3. Flexibles Pendeln mit dem Mobilitätsbudget
Arbeitnehmende suchen immer häufiger nach Alternativen zum Firmenwagen. Ein vielversprechender Ansatz ist das Mobilitätsbudget. Damit stellt ein Unternehmen seinen Mitarbeitenden einen Betrag zur Verfügung, den sie frei für die Gestaltung ihres Arbeitswegs nutzen können. Innerhalb eines festgelegten Angebots wählen sie dann flexibel ihre Verkehrsmittel aus. Einer Studie von Free Now zufolge würden 55 % der befragten Angestellten aus Deutschland auf einen Firmenwagen verzichten und stattdessen ein Mobilitätsbudget nutzen. SAP zum Beispiel – der Konzern mit der größten Dienstwagenflotte in Deutschland – hat im April 2023 ein Mobilitätsbudget eingeführt. Die Mitarbeitenden können nicht nur unter anderem zwischen E-Scooter, Zug oder Mietwagen wählen, sondern auch Fahrradreparaturen werden bezahlt. Kompliziert ist der Vorgang aber noch, laut Spiegel Online: Die Mitarbeitenden gehen in Vorleistung und müssen ihre Kosten dann einreichen. Das ist sicherlich noch ausbaufähig.

4. Robo-Taxis
Autonome Fahrzeuge werden in der Zukunft ganz selbstverständlich zum Straßenbild mit dazugehören, sagt das Zukunftsinstitut.

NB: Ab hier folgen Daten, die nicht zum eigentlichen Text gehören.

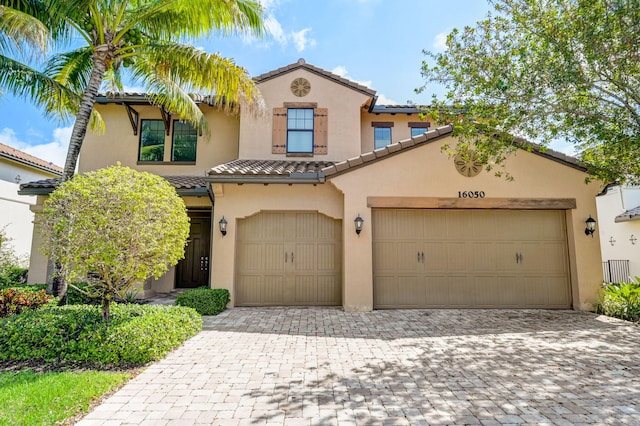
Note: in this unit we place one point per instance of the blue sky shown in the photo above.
(377, 43)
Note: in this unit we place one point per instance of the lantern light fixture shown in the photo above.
(223, 226)
(591, 226)
(358, 222)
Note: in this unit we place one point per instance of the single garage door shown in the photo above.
(289, 259)
(470, 259)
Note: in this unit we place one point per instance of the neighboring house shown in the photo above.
(292, 187)
(15, 217)
(619, 227)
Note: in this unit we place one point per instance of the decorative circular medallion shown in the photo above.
(300, 87)
(469, 167)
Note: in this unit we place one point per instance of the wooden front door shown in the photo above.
(193, 270)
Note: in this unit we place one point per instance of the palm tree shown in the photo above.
(148, 38)
(25, 38)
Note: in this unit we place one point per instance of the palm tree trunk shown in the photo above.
(84, 113)
(78, 133)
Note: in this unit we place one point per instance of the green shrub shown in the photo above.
(204, 300)
(13, 275)
(15, 300)
(621, 300)
(137, 334)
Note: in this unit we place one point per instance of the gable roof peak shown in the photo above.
(302, 64)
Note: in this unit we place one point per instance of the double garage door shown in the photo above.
(470, 259)
(289, 259)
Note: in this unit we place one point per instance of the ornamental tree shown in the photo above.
(114, 228)
(546, 70)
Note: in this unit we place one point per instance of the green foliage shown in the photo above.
(14, 300)
(113, 228)
(30, 398)
(137, 334)
(204, 300)
(621, 300)
(12, 270)
(545, 70)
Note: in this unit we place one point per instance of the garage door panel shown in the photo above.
(328, 289)
(480, 258)
(411, 292)
(437, 291)
(511, 291)
(459, 257)
(461, 291)
(435, 257)
(385, 291)
(485, 257)
(486, 289)
(288, 258)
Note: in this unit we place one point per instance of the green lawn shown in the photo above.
(28, 398)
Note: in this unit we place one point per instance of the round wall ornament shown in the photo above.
(300, 87)
(469, 165)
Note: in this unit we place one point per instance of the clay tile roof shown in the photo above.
(181, 183)
(302, 64)
(387, 151)
(28, 159)
(629, 215)
(267, 169)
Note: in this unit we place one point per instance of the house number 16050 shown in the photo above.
(470, 194)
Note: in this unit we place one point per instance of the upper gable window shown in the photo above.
(418, 127)
(151, 141)
(381, 133)
(184, 142)
(300, 130)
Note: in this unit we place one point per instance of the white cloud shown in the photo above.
(300, 39)
(54, 151)
(342, 72)
(440, 41)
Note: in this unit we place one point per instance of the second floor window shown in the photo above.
(381, 137)
(184, 143)
(300, 130)
(151, 141)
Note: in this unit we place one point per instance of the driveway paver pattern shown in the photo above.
(307, 366)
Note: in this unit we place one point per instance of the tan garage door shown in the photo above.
(288, 258)
(470, 259)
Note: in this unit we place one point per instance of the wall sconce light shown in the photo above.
(223, 226)
(591, 226)
(358, 221)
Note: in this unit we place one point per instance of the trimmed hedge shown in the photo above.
(16, 300)
(204, 300)
(137, 334)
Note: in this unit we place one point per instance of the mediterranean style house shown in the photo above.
(333, 200)
(16, 218)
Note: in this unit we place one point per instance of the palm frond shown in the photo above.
(24, 81)
(197, 71)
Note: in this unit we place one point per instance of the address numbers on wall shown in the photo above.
(471, 194)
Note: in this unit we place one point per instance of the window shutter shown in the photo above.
(279, 137)
(320, 131)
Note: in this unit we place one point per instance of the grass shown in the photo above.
(33, 398)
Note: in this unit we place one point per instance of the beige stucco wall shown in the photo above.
(240, 201)
(426, 172)
(343, 105)
(120, 144)
(399, 131)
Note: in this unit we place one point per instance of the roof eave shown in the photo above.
(293, 178)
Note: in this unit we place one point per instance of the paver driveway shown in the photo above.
(324, 366)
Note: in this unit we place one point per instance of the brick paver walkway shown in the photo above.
(288, 366)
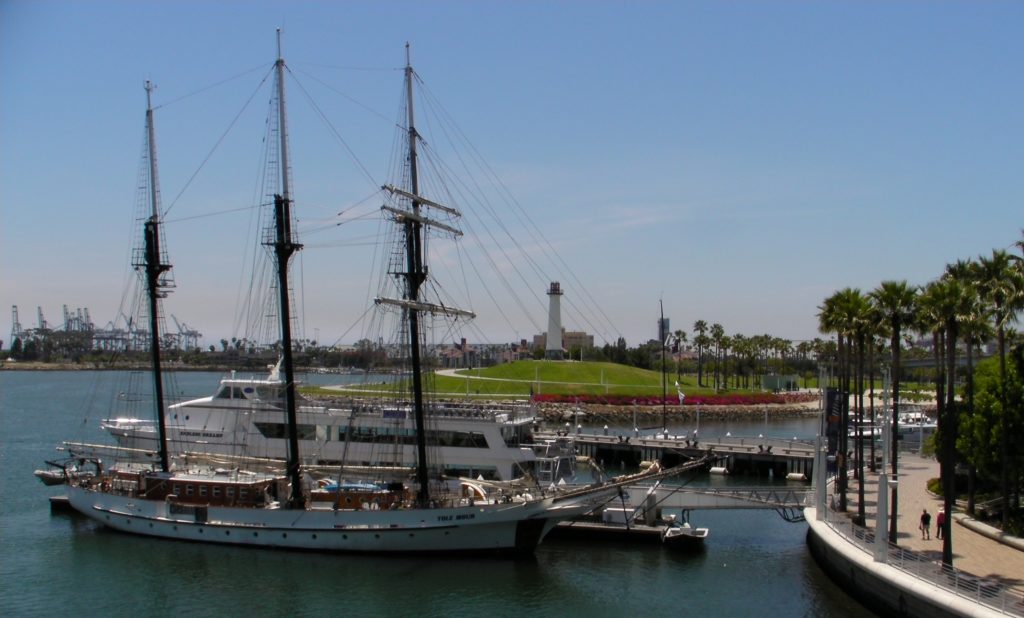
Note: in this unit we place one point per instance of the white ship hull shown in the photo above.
(471, 441)
(512, 527)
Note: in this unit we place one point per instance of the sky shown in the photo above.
(735, 162)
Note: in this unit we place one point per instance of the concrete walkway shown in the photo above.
(973, 553)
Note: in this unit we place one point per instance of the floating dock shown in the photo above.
(760, 456)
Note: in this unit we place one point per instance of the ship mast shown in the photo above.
(155, 284)
(284, 247)
(415, 276)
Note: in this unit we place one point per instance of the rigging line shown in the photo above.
(528, 224)
(477, 238)
(331, 224)
(346, 96)
(544, 241)
(334, 131)
(337, 245)
(365, 69)
(217, 144)
(205, 215)
(210, 87)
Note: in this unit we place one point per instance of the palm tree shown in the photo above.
(944, 305)
(738, 351)
(726, 345)
(700, 341)
(896, 302)
(975, 329)
(1001, 294)
(680, 340)
(717, 333)
(833, 318)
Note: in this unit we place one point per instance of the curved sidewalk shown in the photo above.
(973, 553)
(987, 577)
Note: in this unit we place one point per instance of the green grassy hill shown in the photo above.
(562, 378)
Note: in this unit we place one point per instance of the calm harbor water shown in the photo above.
(755, 563)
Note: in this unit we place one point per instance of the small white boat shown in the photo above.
(682, 535)
(51, 476)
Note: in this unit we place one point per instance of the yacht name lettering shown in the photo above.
(449, 518)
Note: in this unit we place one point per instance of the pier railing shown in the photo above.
(987, 591)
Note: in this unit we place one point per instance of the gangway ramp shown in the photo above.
(788, 502)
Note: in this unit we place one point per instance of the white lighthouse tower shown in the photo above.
(553, 349)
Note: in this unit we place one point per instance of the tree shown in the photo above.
(717, 334)
(942, 305)
(680, 336)
(1000, 288)
(896, 302)
(700, 341)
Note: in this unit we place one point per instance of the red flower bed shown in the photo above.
(726, 399)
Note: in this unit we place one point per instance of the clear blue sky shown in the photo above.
(740, 160)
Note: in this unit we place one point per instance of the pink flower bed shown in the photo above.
(726, 399)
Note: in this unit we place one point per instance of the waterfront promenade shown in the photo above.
(974, 553)
(987, 577)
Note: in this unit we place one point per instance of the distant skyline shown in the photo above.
(739, 162)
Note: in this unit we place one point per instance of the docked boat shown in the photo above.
(493, 440)
(232, 505)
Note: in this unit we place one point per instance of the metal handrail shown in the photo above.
(991, 593)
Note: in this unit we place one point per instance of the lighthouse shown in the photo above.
(553, 348)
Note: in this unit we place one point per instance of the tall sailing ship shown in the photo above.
(425, 513)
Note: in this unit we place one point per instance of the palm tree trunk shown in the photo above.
(860, 428)
(947, 466)
(1005, 425)
(893, 444)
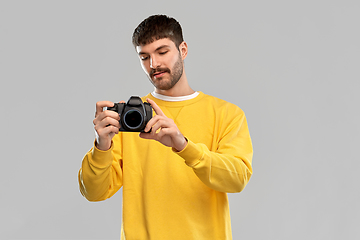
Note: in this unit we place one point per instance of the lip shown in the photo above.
(158, 74)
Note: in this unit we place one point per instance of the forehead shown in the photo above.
(155, 45)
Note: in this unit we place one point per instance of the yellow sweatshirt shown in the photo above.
(171, 195)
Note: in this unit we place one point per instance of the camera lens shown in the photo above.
(133, 119)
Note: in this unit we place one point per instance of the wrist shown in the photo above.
(181, 147)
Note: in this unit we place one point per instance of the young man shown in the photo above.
(175, 178)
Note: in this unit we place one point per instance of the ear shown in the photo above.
(183, 50)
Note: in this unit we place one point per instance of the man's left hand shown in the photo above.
(163, 130)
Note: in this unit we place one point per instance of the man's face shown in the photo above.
(162, 63)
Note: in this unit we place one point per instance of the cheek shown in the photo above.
(144, 67)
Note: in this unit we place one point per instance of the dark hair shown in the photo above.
(157, 27)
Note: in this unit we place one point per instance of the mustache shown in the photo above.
(157, 70)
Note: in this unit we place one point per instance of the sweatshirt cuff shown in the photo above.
(192, 154)
(101, 158)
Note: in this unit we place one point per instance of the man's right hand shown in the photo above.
(106, 124)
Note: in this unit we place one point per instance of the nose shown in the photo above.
(154, 63)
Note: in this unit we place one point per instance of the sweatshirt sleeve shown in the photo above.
(228, 169)
(100, 175)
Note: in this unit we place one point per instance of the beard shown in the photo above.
(175, 75)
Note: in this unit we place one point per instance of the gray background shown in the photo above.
(292, 66)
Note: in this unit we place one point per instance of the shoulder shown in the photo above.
(220, 105)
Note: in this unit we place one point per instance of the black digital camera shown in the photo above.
(134, 115)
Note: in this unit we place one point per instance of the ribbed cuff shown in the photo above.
(101, 158)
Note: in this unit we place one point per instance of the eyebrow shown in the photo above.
(157, 49)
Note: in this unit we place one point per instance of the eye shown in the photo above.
(143, 58)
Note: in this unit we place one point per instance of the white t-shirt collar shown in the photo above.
(174, 99)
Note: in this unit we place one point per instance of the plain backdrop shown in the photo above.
(292, 66)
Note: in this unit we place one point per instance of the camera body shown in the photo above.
(134, 115)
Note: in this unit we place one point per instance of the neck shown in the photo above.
(181, 88)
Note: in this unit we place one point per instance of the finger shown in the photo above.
(152, 122)
(105, 114)
(146, 135)
(100, 106)
(156, 108)
(108, 121)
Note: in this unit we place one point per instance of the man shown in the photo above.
(176, 177)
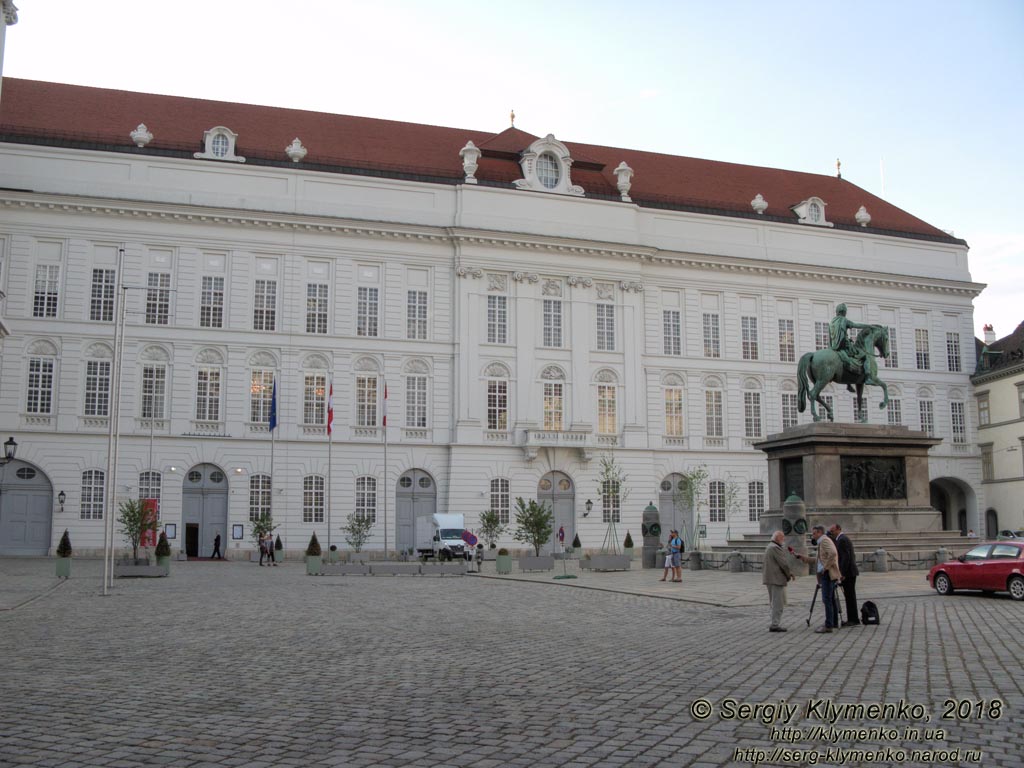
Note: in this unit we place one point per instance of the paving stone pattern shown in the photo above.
(232, 665)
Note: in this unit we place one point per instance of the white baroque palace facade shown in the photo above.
(526, 307)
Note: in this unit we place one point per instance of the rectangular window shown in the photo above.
(790, 413)
(208, 394)
(958, 422)
(749, 328)
(154, 391)
(713, 346)
(265, 305)
(553, 407)
(314, 399)
(101, 300)
(316, 307)
(606, 422)
(713, 411)
(674, 412)
(924, 355)
(673, 332)
(158, 298)
(312, 499)
(416, 401)
(606, 328)
(366, 400)
(40, 394)
(44, 303)
(552, 323)
(417, 315)
(498, 320)
(952, 352)
(786, 341)
(498, 406)
(752, 415)
(366, 311)
(97, 387)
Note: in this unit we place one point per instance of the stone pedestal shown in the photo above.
(864, 476)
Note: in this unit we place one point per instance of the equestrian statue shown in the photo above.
(847, 363)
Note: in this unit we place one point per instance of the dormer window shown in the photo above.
(219, 143)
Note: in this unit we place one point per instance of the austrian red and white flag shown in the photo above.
(330, 410)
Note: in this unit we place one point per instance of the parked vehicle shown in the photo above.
(440, 536)
(996, 566)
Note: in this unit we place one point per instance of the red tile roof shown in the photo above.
(54, 113)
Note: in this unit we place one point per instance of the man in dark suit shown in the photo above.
(848, 567)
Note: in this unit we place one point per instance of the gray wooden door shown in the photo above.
(557, 491)
(204, 503)
(415, 496)
(26, 510)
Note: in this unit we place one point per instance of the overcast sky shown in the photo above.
(923, 101)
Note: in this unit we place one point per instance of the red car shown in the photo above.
(996, 566)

Das würde unser Verständnis von Individual- und öffentlichem Verkehr wandeln: vom Fahrer zum Passagier. Doch noch ist ihre Zeit nicht gekommen, technische Unzulänglichkeiten, fehlende Zertifizierungen und Logistikprobleme stellen sich ihnen in den Weg. Das wäre aber normal, sagen Expertinnen und Experten, am Anfang jeder neuen Technologie stünden viele Unsicherheiten. In den USA und China sind RoboCabs schon auf den Straßen unterwegs. Noch führt das manchmal zu interessanten Schlagzeilen, wie in San Francisco, wo mehrere Fahrzeuge eine ganze Straße blockierten. In den kommenden Jahren werden autonome Fahrzeuge auch auf Deutschlands Straßen zu sehen sein. Anfang 2023 hat die erste RoboCab-Fahrzeugflotte vom Unternehmen Mobileye die TÜV-Zulassung erhalten. Mittlerweile können sich über zwei Drittel der Deutschen vorstellen, in ein selbstfahrendes Taxi zu steigen. Falls sich die Robo-Taxis in Deutschland etablieren, würde das allerdings den Taximarkt hart treffen – und ohne gezielte Verkehrspolitik könnten die Cabs auch für mehr Stau sorgen. Gleichzeitig könnte diese neue Technologie sicherer, energieeffizienter und kostengünstiger sein und auch den ländlichen Raum besser anschließen.

5. V2G-Mobility
Mit der Vehicle-to-Grid-Methode können E-Fahrzeuge Strom zurück ins Netz speisen und als temporärer Batteriespeicher genutzt werden. So können Auslastungsspitzen lokaler Stromnetze ausgeglichen werden. Denn Solar- und Windkraft können nicht unbegrenzt genutzt werden, weil die Energie kaum zwischengespeichert werden kann. Hier kann die V2G-Technologie helfen, die das E-Auto als vorrübergehenden Zwischenspeicher verwendet. Zu Zeiten erhöhten Energiebedarfs wird die Energie dann wieder zurück ans Stromnetz gegeben. Autobesitzer werden so zu Prosumenten, sie produzieren und konsumieren Strom und können mit der Stromeinspeisung sogar Geld verdienen. Da Autos im Schnitt bis zu 23 Stunden am Tag parken, eignen sie sich als verlässlicher Baustein für die Energieinfrastruktur. So tragen sie auch zur Eindämmung der Klimakrise bei: je mehr speicherbare grüne Energie, umso besser. Massentauglich ist die Technologie in Deutschland allerdings noch nicht, obwohl erste Pilotprojekte bereits abgeschlossen sind. Es hapert noch an der Netzentgeltstruktur und an verfügbaren intelligenten Stromzählern.